Try rollapply from the zoo package:
rollapply(df$income, width=7, FUN = sum, by = 7)
# [1] 487 387 443
Or, use period.sum from the xts package:
period.sum(xts(df$income, order.by=df$date), which(df$wday %in% 7))
# [,1]
# 2011-01-01 487
# 2011-01-08 387
# 2011-01-15 443
Or, to get the output in the format you want:
data.frame(income = period.sum(xts(df$income, order.by=df$date),
which(df$wday %in% 7)),
week = df$week[which(df$wday %in% 7)])
# income week
# 2011-01-01 487 2011-00
# 2011-01-08 387 2011-01
# 2011-01-15 443 2011-02
Note that the first week shows as 2011-00 because that's how it is entered in your data. You could also use week = df$week[which(df$wday %in% 1)] which would match your output.

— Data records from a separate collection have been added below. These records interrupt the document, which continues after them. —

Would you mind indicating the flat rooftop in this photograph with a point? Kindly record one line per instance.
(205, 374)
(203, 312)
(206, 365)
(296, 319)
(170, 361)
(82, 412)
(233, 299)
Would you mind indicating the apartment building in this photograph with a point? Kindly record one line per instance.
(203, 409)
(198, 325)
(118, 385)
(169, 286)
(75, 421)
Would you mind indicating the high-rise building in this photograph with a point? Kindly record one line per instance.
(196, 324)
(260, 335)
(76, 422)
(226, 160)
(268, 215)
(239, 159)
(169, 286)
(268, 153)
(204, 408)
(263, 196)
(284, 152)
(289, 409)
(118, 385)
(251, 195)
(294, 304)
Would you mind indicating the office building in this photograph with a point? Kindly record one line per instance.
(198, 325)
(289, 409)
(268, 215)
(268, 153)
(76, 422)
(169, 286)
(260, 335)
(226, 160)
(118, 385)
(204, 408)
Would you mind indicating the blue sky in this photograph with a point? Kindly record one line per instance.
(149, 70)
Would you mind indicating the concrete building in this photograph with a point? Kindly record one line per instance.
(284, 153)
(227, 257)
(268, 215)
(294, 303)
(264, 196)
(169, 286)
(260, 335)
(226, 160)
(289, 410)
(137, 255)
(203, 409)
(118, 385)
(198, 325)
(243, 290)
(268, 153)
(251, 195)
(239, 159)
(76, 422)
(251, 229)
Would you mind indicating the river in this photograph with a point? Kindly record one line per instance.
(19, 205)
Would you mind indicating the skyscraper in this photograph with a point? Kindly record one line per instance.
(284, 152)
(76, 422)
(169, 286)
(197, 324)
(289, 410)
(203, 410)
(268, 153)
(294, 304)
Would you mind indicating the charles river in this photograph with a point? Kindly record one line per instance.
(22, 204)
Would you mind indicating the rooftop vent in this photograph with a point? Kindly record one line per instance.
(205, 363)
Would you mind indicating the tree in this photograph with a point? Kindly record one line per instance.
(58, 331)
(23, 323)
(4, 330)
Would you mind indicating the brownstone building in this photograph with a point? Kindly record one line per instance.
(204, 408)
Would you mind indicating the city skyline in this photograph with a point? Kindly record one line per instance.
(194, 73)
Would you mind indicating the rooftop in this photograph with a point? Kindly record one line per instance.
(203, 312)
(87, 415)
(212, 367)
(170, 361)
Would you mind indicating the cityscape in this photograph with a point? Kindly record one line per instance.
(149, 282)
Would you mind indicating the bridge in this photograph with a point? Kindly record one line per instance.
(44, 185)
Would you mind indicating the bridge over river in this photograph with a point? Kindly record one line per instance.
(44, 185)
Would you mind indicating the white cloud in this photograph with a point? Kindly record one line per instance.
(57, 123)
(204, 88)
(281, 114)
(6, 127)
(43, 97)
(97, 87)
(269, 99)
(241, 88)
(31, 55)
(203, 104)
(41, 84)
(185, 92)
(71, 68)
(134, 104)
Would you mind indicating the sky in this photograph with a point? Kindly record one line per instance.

This solution is influenced by #Andrie and #Chase.
# load plyr
library(plyr)
# format weeks as per requirement (replace "00" with "52" and adjust corresponding year)
tmp <- list()
tmp$y <- format(df$date, format="%Y")
tmp$w <- format(df$date, format="%U")
tmp$y[tmp$w=="00"] <- as.character(as.numeric(tmp$y[tmp$w=="00"]) - 1)

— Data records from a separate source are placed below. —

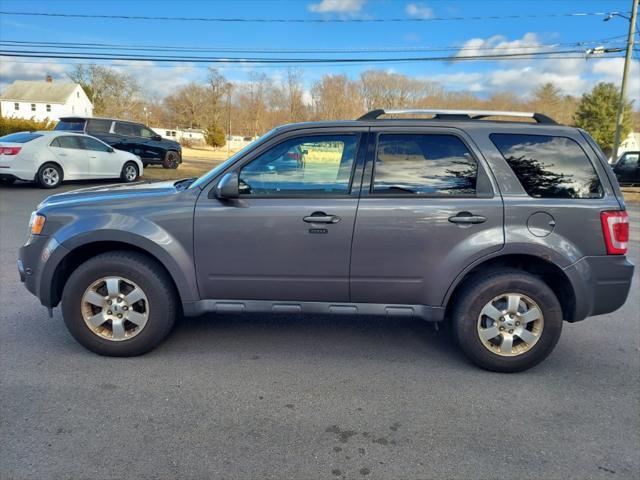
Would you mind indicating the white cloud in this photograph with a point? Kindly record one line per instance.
(419, 10)
(337, 6)
(498, 44)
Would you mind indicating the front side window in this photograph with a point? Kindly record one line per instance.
(127, 129)
(68, 142)
(313, 165)
(95, 145)
(424, 164)
(549, 166)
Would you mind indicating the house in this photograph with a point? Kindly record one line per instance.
(44, 100)
(193, 136)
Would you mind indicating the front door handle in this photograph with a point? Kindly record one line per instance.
(321, 217)
(467, 217)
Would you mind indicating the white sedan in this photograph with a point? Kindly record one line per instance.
(48, 158)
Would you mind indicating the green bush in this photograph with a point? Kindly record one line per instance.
(11, 125)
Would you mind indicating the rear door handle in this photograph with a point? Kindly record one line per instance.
(467, 217)
(321, 217)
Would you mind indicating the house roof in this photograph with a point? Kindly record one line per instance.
(30, 91)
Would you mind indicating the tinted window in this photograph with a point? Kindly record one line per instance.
(68, 142)
(307, 165)
(128, 129)
(95, 145)
(424, 164)
(72, 125)
(549, 166)
(21, 137)
(98, 126)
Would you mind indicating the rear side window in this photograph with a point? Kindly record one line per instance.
(98, 126)
(68, 142)
(21, 137)
(549, 166)
(424, 164)
(71, 125)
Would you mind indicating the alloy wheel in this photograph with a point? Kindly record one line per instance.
(115, 308)
(510, 324)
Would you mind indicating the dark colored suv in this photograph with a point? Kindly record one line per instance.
(129, 136)
(503, 229)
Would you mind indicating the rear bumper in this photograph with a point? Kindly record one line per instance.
(601, 284)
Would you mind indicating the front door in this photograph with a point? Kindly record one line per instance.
(288, 236)
(426, 212)
(72, 156)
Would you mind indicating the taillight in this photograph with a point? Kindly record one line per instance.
(10, 150)
(615, 226)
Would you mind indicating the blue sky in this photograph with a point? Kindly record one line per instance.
(573, 76)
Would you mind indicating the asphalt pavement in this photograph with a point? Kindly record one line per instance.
(243, 397)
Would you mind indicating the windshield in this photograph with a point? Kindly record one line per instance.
(21, 137)
(206, 178)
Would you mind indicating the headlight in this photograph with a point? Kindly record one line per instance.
(36, 223)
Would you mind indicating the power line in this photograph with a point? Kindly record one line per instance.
(252, 60)
(129, 47)
(312, 20)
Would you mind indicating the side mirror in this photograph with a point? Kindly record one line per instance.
(228, 186)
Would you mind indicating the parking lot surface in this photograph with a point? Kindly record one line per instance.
(241, 397)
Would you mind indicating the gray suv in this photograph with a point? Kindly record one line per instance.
(504, 229)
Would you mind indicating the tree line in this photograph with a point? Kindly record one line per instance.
(252, 107)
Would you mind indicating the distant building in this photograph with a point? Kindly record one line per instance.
(194, 136)
(630, 144)
(44, 100)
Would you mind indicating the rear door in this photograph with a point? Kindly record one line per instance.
(71, 153)
(427, 210)
(288, 236)
(102, 162)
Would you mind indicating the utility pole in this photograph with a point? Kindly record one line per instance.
(625, 74)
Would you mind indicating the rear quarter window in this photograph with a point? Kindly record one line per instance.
(71, 125)
(549, 166)
(21, 137)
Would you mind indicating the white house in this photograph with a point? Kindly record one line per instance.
(44, 100)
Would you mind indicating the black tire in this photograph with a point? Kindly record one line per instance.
(49, 175)
(171, 159)
(137, 268)
(126, 175)
(481, 290)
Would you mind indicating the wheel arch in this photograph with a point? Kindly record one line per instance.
(548, 272)
(56, 280)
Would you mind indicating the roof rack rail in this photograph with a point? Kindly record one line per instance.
(457, 114)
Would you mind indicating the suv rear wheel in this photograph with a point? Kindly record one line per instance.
(507, 321)
(119, 304)
(171, 159)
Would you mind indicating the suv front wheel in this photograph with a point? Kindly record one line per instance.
(119, 304)
(507, 321)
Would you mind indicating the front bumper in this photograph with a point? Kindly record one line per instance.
(37, 263)
(601, 284)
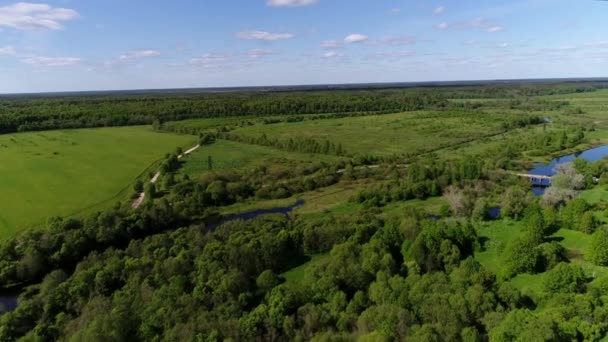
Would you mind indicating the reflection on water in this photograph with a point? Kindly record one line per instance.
(590, 155)
(253, 214)
(7, 303)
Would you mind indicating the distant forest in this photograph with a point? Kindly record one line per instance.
(32, 113)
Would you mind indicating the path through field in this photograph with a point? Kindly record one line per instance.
(142, 196)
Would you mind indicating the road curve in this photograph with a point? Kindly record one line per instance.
(142, 196)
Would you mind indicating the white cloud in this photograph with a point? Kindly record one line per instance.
(52, 61)
(290, 3)
(355, 38)
(258, 53)
(477, 24)
(26, 16)
(494, 29)
(262, 35)
(598, 44)
(210, 59)
(331, 44)
(7, 51)
(332, 54)
(388, 41)
(137, 54)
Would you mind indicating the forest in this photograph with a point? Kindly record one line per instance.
(429, 235)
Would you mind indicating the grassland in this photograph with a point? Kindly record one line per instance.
(233, 155)
(401, 133)
(62, 173)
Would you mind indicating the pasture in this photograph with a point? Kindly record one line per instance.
(401, 133)
(233, 155)
(63, 173)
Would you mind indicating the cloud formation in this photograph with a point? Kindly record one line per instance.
(477, 23)
(331, 44)
(263, 35)
(355, 38)
(7, 51)
(258, 53)
(40, 61)
(332, 54)
(28, 16)
(210, 59)
(138, 54)
(290, 3)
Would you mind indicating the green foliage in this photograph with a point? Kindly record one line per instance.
(514, 203)
(598, 249)
(75, 172)
(565, 278)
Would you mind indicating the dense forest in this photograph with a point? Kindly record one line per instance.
(163, 275)
(404, 264)
(19, 113)
(42, 113)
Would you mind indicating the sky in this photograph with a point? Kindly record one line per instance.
(76, 45)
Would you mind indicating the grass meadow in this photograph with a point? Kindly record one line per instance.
(401, 133)
(234, 155)
(64, 173)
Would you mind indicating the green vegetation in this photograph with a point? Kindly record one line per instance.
(394, 239)
(401, 133)
(63, 173)
(226, 155)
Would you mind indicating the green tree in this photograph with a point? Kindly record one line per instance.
(138, 186)
(565, 278)
(597, 252)
(150, 191)
(587, 223)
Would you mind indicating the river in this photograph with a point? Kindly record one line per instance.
(591, 155)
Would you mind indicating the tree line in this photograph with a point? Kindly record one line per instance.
(45, 113)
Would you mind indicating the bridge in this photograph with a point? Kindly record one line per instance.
(527, 175)
(536, 180)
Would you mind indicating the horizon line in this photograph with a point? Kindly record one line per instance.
(313, 86)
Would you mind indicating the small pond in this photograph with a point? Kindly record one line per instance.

tmp$w[tmp$w=="00"] <- "52"
df$week <- paste(tmp$y, tmp$w, sep = "-")
# get summary
df2 <- ddply(df, .(week), summarize, income=sum(income))
# include week ending date
tmp$week.ending <- lapply(df2$week, function(x) rev(df[df$week==x, "date"])[[1]])

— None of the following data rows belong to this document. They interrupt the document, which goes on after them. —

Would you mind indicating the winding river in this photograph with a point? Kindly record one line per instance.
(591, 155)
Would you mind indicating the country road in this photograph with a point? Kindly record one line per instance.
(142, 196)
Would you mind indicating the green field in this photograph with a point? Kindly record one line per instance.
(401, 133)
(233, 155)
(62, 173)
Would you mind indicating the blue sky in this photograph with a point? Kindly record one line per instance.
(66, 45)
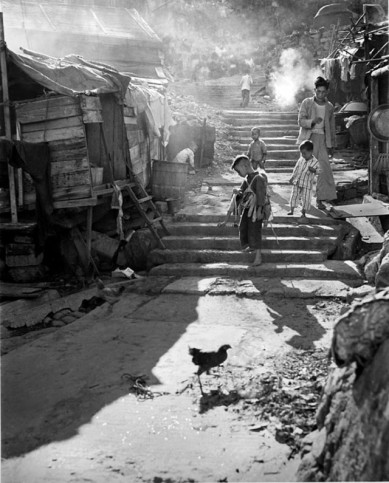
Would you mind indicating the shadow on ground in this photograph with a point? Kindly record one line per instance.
(53, 386)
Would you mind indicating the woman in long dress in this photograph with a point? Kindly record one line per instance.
(317, 123)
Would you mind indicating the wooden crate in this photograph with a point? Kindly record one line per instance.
(59, 121)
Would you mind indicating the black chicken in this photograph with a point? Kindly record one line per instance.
(207, 360)
(108, 294)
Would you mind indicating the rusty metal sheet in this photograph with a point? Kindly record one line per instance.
(360, 209)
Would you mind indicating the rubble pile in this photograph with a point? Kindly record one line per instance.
(283, 401)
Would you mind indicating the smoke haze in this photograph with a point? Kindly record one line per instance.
(295, 73)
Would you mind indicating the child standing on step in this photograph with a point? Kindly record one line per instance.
(257, 149)
(252, 199)
(302, 178)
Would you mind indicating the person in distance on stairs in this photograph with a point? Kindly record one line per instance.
(257, 150)
(302, 178)
(254, 205)
(317, 123)
(245, 86)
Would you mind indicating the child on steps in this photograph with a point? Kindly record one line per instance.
(302, 178)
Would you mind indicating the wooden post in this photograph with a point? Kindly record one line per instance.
(7, 119)
(373, 183)
(202, 142)
(89, 221)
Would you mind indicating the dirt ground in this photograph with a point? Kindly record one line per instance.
(113, 397)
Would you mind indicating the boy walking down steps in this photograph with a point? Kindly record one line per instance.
(302, 178)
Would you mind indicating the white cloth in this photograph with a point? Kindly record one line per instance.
(320, 111)
(245, 82)
(185, 156)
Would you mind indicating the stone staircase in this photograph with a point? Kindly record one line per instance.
(293, 249)
(197, 247)
(279, 131)
(224, 95)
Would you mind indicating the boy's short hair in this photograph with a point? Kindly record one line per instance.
(256, 128)
(321, 82)
(239, 159)
(308, 145)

df2$week.ending <- sapply(tmp$week.ending, as.character)
# week income week.ending
# 1 2010-52 487 2011-01-01
# 2 2011-01 387 2011-01-08
# 3 2011-02 443 2011-01-15
df.index = df['week'] #the the dt variable as index
df.resample('W').sum() #sum using resample
With dplyr:
df %>%
arrange(date) %>%
mutate(week = as.numeric(date - date[1])%/%7) %>%
group_by(week) %>%
summarise(weekincome= sum(income))
Instead of date[1] you can have any date from when you want to start your weekly study.